Капитан быстро вышел.
– Господин эксперт, я уже не в первый раз обращаю ваше внимание на ваши нетрадиционные методы работы. Я не совсем понимаю, какое отношение имеет еда к произошедшему убийству? Вы считаете, что под влиянием острых либо пряных блюд кто-то мог действовать иначе, либо думаете, что кто-то пытался отравить господина вице-премьера? Я провожу расследования всю свою жизнь, работал следователем и прокурором, но не могу уловить прямую связь между вашим посещением ресторана и вашим расследованием. Если вы делаете судорожные попытки придать видимость и серьезность своему расследованию, это ваше личное дело, однако время не терпит. Вы побывали у младшего Баштича и вселили в него необоснованные надежды. Теперь он окончательно объявил голодовку и требует возвращения своего паспорта. Вы понимаете, что мы не можем пойти на международный скандал в такой обстановке и будем вынуждены вернуть ему паспорт…
– И правильно сделаете, – вставил Дронго.
– А теперь вы собираетесь в Мюнхен и еще куда-то по явно надуманным причинам, чтобы поговорить с бывшими супругами господина Баштича. Уверяю вас, ни одна из них не имеет никакого отношения к его убийству. Неужели вы серьезно думаете, что я ошибаюсь? А если нет, то зачем эти рекламные поездки? Кому они нужны? Вы все больше и больше заставляете нас пожалеть, что мы обратились именно к вам.

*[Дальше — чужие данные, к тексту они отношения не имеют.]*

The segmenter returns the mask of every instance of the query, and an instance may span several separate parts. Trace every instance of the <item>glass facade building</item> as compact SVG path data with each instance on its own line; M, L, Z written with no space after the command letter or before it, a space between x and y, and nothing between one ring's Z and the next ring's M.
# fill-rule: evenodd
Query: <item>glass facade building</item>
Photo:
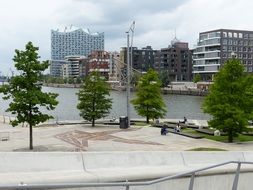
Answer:
M252 72L253 31L219 29L200 33L193 52L193 74L200 74L205 81L212 80L233 53L245 72Z
M91 33L88 29L65 28L51 30L51 60L64 60L66 56L88 56L92 51L104 50L104 33Z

– Я начинаю понимать, – сказал Дронго, – что вы не так уж озабочены результатом. Вам нужен был международный эксперт, который подтвердил бы выводы вашего Бачановича. Вы демонстративно пошли на разрыв с ним, прекрасно зная его самолюбивый характер, не дали ему возможность спокойно работать. А теперь пытаетесь снова повторить свой «трюк». Но я не Бачанович. Я не подам в отставку и никуда не уеду. Генералу Обрадовичу я уже сказал, что в течение недели закончу свое расследование. Надеюсь, этот срок вас устраивает…

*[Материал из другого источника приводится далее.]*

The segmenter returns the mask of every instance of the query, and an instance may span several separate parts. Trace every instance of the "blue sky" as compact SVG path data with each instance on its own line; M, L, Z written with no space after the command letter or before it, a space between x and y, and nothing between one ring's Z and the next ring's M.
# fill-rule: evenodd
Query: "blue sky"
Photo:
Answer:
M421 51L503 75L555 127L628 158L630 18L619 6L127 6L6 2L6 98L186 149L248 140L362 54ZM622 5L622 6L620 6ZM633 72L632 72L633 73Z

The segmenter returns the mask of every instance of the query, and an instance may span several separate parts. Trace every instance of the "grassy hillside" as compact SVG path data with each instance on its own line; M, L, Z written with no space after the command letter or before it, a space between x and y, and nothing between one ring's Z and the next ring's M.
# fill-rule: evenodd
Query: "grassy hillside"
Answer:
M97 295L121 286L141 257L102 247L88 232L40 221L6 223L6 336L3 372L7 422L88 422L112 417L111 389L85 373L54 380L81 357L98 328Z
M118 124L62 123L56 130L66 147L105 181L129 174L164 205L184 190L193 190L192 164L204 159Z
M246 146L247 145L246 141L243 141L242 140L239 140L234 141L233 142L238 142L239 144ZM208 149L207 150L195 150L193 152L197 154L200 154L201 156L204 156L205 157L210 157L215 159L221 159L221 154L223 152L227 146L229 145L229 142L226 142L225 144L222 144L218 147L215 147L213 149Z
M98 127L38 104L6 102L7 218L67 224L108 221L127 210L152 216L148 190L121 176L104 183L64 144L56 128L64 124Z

– Это несерьезно. У вас нет ни одной серьезной зацепки. Если убийца – его сын, то мы вынуждены отпускать Зорана из-за вашего легкомысленного поведения во время встречи с ним. Конечно, это была наша ошибка, что мы разрешили эту встречу.
– Интересно, как иначе я бы мог провести расследование? – поинтересовался Дронго. – А насчет вашего бывшего друга Бачановича могу сказать даже больше. Вы точно знали, в каком отеле я остановлюсь, и каким-то образом проинформировали об этом бывшего руководителя следственной группы. Поэтому он снял там другой номер и приехал ко мне на встречу. Вам нужно было, чтобы мы встретились в приватной обстановке, и он бы рассказал мне о своей неудаче. Иначе трудно поверить, что он случайно узнал, в каком именно отеле я остановлюсь…
Он специально говорил достаточно громко, чтобы его услышали те, кто записывал каждое слово, произнесенное в этой комнате. Вукославлевич побледнел – он тоже знал, что их разговор записывается. Возражать было глупо, это означало признаться в том, что о встрече ему было неизвестно, значит, он проявил некомпетентность. Соглашаться было еще глупее – значит, он действительно все подстроил с самого начала. Прокурор беспомощно оглянулся по сторонам, махнул рукой и вышел из кабинета.